Sawah Mnejadi Tobek di Nagari Lansek Kadok, Kecamatan Rao Selatan, Kabupaten Pasaman”.

Proposal penelitian tersebut diajukan pada bulan Maret 2019 dan dipertahankan dalam seminar

proposal pada tanggal 09 April 2019 yang bertempat di ruang sidang Jurusan Antropologi,

Fakultas Ilmu Sosial dan Ilmu Politik, Universitas Andalas. Setelah dinyatakan lulus, proposal

penelitian tersebut selanjutnya dijadikan sebagai pedoman bagi peneliti dalam penyusunan dan

penulisan skripsi sebagai syarat untuk memperoleh gelar sarjana strata satu pada jurusan

Antropologi Sosial, Fakultas Ilmu Sosial dan Ilmu Politik, Universitas Andalas.

Sebelum melakukan penelitian di lapangan, terlebih dahulu peneliti mengurus surat

pengantar izin penelitian dari jurusan Antropologi Sosial dan Dekanat Fakultas Ilmu Sosial dan

Ilmu Politik, Universitas Andalas. Setelah surat izin penelitian diterbitkan, peneliti mengantar

surat tersebut ke kantor Wali Nagari Lansek Kadok untuk mendapatkan data yang diperlukan.

Data-data tersebut, seperti data profil nagari dan deskripsi lokasi penelitian untuk keperluan bab II

dalam penelitian. Setelah selesai mengurus segala urusan yang berhubungan dengan dokumen

administrasi penelitian, pada tanggal 3 Juli 2019 peneliti mulai melakukan proses penelitian dan

terjun ke lapangan di tempat lokasi penelitian yang sudah ditentukan, dan berakhir pada tanggal

30 Juli 2019.

Penelitian di lokasi dilakukan secara intensif dengan melakukan pengamatan dan

mewawancarai informan-informan yang sesuai dengan kriteria yang ditentukan.

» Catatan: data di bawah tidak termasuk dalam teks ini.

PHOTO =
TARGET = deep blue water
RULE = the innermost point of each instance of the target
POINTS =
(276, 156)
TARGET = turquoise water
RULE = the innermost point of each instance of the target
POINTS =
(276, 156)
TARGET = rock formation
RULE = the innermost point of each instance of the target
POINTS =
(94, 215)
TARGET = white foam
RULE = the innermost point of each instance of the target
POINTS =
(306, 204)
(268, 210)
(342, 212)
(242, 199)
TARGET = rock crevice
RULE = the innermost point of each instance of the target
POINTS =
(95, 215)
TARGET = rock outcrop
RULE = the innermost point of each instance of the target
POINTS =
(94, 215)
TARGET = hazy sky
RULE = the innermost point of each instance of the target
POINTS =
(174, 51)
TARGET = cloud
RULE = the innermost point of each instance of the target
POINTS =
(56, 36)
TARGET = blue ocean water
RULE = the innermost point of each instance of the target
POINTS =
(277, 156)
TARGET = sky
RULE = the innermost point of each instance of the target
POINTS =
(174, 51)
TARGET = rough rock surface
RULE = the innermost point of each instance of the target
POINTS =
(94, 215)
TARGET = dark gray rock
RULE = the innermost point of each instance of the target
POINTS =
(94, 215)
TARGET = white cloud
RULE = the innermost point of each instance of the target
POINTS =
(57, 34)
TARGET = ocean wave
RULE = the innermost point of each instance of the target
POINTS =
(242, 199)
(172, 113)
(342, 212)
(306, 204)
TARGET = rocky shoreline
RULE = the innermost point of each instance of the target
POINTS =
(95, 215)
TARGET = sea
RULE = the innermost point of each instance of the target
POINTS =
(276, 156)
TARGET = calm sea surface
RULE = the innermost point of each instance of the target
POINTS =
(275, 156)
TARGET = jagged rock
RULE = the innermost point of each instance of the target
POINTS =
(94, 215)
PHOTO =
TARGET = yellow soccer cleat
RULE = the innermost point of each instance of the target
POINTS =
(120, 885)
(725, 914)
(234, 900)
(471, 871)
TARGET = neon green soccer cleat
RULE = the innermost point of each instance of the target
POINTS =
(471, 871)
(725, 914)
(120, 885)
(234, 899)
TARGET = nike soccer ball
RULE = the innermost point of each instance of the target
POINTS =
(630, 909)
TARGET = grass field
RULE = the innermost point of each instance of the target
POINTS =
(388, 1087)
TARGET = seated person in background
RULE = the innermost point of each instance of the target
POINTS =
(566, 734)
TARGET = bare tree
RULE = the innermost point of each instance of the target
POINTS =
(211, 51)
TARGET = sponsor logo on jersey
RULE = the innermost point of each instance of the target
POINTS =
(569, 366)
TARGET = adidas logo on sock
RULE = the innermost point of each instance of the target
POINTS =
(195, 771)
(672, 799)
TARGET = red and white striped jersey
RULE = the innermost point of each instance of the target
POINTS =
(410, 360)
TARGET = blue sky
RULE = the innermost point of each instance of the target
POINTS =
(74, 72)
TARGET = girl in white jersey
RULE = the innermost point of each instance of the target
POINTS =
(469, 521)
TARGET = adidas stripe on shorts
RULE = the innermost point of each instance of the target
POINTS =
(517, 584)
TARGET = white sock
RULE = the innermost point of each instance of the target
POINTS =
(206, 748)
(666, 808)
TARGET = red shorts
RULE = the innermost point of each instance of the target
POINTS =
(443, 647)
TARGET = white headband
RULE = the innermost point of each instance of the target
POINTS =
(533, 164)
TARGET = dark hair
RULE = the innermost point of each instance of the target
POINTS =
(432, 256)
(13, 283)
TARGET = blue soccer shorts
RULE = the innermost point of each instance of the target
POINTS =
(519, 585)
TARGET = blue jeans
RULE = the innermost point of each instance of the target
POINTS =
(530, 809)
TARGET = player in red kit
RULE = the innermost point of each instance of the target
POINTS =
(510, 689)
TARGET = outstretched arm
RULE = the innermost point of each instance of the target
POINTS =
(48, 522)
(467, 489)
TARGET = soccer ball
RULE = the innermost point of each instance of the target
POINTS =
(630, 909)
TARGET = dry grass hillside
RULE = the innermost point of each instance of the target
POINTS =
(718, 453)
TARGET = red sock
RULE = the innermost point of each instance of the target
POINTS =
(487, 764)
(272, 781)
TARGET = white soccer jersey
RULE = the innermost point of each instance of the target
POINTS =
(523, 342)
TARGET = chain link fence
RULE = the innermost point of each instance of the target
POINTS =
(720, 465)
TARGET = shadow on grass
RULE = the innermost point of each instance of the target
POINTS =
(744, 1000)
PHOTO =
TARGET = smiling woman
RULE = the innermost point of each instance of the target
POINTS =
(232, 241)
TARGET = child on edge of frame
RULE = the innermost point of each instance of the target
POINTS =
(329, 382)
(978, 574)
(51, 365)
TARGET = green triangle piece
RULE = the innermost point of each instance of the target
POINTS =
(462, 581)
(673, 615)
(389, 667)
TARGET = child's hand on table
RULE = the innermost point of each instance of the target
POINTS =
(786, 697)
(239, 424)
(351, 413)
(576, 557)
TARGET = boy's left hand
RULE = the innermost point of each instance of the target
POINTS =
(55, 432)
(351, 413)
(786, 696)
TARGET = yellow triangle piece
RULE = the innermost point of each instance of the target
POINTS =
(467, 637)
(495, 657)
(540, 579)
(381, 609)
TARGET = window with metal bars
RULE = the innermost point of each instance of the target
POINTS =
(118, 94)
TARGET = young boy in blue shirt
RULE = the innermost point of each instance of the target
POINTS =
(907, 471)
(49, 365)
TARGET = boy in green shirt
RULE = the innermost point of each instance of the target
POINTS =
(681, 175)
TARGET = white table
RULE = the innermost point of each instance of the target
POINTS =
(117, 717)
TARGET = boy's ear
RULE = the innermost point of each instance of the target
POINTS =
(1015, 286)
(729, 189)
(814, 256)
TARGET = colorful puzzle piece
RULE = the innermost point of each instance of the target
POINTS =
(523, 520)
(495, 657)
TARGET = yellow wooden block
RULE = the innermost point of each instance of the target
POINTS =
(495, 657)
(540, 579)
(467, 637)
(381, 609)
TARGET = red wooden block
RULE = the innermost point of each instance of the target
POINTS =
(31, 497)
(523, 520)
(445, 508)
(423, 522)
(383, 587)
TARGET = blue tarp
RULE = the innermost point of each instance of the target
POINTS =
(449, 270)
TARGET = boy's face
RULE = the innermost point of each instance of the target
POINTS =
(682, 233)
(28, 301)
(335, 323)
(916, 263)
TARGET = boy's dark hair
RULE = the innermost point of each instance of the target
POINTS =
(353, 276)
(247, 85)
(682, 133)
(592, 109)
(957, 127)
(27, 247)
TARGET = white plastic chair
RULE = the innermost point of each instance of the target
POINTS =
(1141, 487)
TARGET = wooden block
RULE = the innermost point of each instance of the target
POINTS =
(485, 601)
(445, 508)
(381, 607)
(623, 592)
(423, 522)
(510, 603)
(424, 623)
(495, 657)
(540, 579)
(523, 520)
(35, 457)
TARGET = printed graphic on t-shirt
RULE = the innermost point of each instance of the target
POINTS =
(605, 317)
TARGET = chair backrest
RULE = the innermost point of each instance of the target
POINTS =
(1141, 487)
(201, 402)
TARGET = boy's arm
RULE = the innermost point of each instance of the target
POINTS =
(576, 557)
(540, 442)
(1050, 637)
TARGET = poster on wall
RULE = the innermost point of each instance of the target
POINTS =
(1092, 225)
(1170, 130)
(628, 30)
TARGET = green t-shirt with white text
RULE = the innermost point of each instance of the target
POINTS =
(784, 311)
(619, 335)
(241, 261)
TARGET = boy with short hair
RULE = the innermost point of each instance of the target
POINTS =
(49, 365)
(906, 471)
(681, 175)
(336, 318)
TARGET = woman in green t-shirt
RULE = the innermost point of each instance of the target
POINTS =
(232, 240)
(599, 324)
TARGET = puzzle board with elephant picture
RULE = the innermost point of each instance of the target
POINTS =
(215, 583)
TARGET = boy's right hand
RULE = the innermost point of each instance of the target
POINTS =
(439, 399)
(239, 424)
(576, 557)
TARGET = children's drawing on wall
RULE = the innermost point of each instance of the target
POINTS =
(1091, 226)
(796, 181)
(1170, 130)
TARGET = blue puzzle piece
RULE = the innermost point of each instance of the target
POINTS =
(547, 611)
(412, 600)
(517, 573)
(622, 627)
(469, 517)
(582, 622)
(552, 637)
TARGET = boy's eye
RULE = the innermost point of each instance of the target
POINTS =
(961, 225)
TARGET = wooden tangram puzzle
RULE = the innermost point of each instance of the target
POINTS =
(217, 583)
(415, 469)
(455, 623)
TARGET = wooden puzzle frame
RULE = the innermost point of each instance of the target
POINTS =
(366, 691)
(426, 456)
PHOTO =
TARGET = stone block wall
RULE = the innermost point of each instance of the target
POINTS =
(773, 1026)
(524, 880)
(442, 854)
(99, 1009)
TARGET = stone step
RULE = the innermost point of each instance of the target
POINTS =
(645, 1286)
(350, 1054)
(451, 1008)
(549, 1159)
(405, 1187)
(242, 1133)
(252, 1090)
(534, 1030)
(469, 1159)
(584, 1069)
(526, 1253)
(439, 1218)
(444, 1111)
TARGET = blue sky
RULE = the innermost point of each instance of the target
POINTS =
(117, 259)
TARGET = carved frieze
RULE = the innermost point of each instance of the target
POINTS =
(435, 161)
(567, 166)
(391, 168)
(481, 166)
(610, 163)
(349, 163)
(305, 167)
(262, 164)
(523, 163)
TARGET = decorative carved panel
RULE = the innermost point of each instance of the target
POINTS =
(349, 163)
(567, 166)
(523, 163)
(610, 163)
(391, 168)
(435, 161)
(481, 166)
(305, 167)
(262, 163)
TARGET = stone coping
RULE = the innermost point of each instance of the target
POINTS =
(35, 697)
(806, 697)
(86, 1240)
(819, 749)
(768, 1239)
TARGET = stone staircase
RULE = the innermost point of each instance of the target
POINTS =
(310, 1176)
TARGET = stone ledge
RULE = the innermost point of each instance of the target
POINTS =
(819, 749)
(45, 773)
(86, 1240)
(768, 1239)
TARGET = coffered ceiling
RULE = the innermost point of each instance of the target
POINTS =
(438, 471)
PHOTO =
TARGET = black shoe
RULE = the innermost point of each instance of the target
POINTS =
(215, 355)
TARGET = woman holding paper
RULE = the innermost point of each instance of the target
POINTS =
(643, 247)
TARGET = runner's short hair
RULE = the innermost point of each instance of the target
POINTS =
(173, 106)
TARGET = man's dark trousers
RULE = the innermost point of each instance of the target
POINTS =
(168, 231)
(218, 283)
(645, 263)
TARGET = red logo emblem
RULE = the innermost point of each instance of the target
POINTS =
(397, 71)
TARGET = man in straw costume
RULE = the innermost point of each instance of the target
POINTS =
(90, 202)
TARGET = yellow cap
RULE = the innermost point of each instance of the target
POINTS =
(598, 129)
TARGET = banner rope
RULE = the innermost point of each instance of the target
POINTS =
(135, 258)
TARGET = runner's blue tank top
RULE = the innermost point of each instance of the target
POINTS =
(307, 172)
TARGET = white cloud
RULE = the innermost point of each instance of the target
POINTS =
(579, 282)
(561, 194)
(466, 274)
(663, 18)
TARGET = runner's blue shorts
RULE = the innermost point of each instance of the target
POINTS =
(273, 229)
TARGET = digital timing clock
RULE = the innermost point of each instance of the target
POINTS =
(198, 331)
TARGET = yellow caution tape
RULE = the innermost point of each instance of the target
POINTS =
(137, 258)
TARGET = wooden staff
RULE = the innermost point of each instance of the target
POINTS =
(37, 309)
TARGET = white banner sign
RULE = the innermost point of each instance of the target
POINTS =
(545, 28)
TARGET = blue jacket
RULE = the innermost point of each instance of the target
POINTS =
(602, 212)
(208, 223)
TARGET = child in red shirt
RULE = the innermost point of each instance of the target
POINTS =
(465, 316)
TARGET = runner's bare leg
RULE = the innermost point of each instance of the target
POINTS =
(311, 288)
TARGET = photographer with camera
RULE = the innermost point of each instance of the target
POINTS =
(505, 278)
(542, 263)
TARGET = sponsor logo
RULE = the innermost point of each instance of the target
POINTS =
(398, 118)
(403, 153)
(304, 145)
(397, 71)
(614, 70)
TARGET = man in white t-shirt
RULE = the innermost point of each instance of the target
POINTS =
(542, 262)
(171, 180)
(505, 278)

Hal tersebut

bertujuan untuk mendapatkan data dan fakta yang diperlukan terkait permasalahan dan tujuan dari

penelitian ini. Peneliti melakukan wawancara kepada inrorman-informan kunci tentang sejarah

dan latar belakang alih fungsi lahan dilakukan untuk mendapatkan hasil bab III. Untuk

mendapatkan gambaran umum dan identifikasi tobek, peneliti dapat melihat secara langsung di

lokasi penelitian.

Kemudian untuk mendapatkan data seperti faktor penyebab dan dampak yang ditimbulkan

akibat alih fungsi lahan yang dilakukan untuk mendapatkan hasil bab IV. Peneliti bisa

mewawancarai individu-individu yang melakukan alih fungsi lahan itu sendiri. Data-data tersebut

digunakan untuk menganalisis hasil penelitian yang didapatkan selama proses penelitian. Untuk

lebih mudah dalam menganalisisnya, peneliti menggunakan kerangka pemikiran pada proposal

penelitian sebagai pedoman, sehingga data yang telah didapatkan itu bisa dikelompokkan sesuai

dengan sub-sub judul penelitian. Setelah bab IV selesai, kemudian dilanjutkan dengan bab V, yaitu

penutup yang berisi kesimpulan dari hasil penelitian dan saran-saran yang terkait dengan hasil

penelitian ini. Pada bulan Agustus 2019, peneliti mulai melakukan bimbingan skripsi dengan

dosen pembimbing, dengan tujuan agar penelitian ini dapat disempurnakan untuk mencapai tujuan

dan hasil yang telah direncanakan sebelumnya.